On Saturday some 50 people blocked the main road from Region IX capital
Temuco to the coast for 30 minutes, fleeing when Carabineros police
arrived to clear the highway.  No injuries or arrests were reported.  On
the same day, students and other dam opponents held a march in downtown
Region VIII capital Concepcion.

The road to the massive hydroelectric project was also blocked for some 15
hours last Wednesday at a location 150-km east of Los Angeles.  Antolin
Curriado, lonco (spokesperson) for the local Pehuenche community of
Quepuca Ralco, announced at the time, "we have decided to occupy the road
due to the systematic threat represented by Endesa's construction of the
Ralco hydroelectric plant, usurping our lands and destroying our culture."

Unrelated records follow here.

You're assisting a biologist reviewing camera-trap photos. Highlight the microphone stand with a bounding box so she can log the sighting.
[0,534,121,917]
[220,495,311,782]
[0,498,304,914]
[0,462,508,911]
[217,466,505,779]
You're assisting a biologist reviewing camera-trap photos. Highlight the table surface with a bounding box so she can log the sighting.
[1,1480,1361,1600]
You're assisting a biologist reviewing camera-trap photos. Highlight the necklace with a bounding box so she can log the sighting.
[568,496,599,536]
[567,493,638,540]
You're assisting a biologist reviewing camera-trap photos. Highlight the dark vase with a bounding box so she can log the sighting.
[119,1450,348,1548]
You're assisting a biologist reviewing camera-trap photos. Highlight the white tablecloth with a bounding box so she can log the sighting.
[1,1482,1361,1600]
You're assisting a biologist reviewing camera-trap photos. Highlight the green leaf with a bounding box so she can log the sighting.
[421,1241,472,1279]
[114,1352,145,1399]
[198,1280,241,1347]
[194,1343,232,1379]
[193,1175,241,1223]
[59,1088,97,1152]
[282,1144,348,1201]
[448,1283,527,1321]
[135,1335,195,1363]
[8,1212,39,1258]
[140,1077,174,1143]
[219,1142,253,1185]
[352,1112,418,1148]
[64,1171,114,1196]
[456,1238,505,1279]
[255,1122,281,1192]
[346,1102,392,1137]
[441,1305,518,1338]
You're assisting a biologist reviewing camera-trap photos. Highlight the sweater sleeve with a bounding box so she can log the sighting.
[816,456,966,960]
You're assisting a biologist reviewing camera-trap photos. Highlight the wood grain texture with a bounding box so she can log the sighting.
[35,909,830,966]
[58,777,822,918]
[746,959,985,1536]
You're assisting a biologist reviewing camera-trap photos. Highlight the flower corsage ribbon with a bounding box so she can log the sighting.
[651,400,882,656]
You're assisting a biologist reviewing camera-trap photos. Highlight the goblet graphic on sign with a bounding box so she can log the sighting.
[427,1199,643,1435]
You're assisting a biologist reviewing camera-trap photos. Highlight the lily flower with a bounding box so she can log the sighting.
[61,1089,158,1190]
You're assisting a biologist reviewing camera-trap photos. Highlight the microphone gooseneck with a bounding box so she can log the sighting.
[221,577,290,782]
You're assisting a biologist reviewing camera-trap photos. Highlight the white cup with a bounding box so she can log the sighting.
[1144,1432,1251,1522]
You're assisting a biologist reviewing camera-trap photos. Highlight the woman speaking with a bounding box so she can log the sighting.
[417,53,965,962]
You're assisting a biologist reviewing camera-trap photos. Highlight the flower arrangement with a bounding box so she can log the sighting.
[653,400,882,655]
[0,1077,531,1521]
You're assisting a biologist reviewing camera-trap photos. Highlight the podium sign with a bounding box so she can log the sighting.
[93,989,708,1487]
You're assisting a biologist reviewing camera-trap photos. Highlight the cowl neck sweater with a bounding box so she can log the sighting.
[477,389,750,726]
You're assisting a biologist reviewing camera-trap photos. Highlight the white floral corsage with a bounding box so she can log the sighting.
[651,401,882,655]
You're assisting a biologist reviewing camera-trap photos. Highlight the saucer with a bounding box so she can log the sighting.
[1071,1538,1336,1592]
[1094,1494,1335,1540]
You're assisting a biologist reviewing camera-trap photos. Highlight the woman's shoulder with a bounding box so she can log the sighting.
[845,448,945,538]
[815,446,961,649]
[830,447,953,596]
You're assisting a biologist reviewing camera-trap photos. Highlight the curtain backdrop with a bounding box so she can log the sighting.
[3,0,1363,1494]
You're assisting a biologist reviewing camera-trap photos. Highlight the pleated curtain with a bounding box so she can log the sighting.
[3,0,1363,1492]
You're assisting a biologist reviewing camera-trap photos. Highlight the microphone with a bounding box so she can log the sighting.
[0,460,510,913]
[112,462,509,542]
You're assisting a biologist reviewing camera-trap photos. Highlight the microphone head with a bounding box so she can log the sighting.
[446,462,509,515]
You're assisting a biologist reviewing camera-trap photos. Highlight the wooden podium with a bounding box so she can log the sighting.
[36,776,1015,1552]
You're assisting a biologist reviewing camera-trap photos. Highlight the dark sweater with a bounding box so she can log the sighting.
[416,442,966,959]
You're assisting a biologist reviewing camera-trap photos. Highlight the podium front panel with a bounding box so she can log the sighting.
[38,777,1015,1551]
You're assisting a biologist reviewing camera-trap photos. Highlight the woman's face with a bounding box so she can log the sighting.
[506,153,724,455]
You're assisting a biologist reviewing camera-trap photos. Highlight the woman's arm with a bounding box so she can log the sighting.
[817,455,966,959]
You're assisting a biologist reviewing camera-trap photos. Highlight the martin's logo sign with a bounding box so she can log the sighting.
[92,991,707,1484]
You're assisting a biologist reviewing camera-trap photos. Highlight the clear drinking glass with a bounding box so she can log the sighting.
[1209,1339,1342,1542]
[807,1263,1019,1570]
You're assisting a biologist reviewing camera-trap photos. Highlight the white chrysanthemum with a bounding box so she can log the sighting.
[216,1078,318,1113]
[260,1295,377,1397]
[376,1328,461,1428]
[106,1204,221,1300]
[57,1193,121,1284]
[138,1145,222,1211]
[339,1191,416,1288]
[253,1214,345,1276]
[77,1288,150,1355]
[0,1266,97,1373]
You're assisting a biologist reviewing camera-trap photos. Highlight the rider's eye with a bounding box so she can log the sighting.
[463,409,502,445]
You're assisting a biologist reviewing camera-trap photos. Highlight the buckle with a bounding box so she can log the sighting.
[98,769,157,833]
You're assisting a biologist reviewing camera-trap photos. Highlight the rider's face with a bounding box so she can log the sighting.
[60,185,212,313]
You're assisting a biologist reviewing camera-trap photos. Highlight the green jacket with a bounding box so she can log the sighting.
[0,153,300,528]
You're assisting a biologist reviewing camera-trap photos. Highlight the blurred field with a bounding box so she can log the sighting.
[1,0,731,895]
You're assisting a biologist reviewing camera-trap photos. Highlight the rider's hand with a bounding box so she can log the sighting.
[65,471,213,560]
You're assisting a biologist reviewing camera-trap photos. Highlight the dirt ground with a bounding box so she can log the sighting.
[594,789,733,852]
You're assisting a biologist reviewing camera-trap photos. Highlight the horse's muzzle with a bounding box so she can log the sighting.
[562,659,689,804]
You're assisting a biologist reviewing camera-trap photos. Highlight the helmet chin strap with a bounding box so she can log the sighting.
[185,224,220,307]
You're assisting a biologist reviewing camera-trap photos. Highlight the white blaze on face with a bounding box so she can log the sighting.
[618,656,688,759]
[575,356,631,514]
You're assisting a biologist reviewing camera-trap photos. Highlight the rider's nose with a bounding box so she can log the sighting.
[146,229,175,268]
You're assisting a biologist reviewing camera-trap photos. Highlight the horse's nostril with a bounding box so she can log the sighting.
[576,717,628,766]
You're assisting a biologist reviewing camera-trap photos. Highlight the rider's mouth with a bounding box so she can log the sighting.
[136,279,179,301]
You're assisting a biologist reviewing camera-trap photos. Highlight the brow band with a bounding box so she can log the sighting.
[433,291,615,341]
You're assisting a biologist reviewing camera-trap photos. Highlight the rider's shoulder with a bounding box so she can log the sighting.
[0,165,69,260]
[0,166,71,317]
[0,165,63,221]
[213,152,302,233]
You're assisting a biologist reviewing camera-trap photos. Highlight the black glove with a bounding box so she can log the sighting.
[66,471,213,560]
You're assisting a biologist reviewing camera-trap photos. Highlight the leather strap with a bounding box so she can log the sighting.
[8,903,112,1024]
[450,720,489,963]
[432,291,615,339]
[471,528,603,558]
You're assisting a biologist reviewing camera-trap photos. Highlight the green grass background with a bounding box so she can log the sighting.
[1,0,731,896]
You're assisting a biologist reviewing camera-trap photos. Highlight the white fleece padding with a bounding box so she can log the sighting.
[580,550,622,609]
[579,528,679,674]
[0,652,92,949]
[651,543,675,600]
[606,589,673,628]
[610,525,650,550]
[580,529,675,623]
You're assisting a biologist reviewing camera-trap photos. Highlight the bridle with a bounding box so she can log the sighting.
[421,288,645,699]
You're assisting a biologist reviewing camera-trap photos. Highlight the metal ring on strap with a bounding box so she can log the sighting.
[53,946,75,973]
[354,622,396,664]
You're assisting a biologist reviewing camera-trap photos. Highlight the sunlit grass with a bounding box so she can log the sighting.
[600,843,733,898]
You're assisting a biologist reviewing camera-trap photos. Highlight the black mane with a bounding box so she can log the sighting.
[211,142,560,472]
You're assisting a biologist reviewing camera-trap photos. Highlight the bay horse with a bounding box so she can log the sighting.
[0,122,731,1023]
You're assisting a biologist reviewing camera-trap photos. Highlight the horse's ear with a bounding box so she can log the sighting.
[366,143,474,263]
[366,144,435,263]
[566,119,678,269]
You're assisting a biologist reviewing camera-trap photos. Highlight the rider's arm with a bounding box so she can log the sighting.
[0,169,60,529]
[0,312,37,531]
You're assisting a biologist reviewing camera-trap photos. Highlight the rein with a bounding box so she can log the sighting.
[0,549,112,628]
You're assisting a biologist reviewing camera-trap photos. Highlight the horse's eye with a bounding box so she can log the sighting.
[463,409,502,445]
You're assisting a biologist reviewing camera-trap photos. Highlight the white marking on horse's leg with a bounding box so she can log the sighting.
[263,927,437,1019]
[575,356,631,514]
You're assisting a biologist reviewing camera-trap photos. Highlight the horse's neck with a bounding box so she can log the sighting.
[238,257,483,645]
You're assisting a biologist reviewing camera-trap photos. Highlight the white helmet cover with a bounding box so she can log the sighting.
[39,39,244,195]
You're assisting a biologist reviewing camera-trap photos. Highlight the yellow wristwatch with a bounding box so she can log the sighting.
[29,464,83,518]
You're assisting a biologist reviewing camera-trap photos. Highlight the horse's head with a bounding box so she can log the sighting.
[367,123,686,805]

Mapuche groups also said they were protesting the alleged beating last
Friday of Mapuche legal assistant Rogelio Nahuel at the hands of Endesa
workers, while nearby Carabineros police looked the other way.

While a significant contingent of special police are maintained to keep
the peace in the contentious area, press reports were unclear as to what
action they took in last week's road block. La Nacion said there were
"incidents" when some 100 workers leaving the project passed through the
obstruction, but that information as to injuries was unavailable.

Curriado denounced the 'militarization' of the area, and called on local
legislators and Aucan Huilcaman, spokesman for one of the main indigenous
activist groups, the All Lands Council, to form a commission to mediate
the conflict and solicit the opinion of President Ricardo Lagos.

The most recent event occurred Sunday afternoon when a large group of
Mapuche began plowing on 534 disputed hectares of land near Traiguen,
Region VIII, preparing it for the planting of wheat.

National media are giving the Ralco dam situation and indigenous unrest
increased coverage, with the conservative El Mercurio and La Tercera
newspapers focusing on alleged support of the indigenous rights movement
by foreign organizations and governments.

El Mercurio this morning, for example, asserted the recent spat of
conflicts has been designed by Mapuche activists "to show the
international community that the Mapuche movement is strong and
representative of the majority of the country's Mapuche communities."

Meanwhile, in Santiago last week the roundtable convened by Lagos to
propose solutions to the indigenous conflict met for the second to the
last time.  One participant in the roundtable said its working groups on
regional development and on legal issues were far from agreement.  The
roundtable will apparently continue to meet this week in hopes of reaching
accords to present to Lagos by May 12, the deadline he set when forming
the roundtable shortly after his inauguration in mid-March.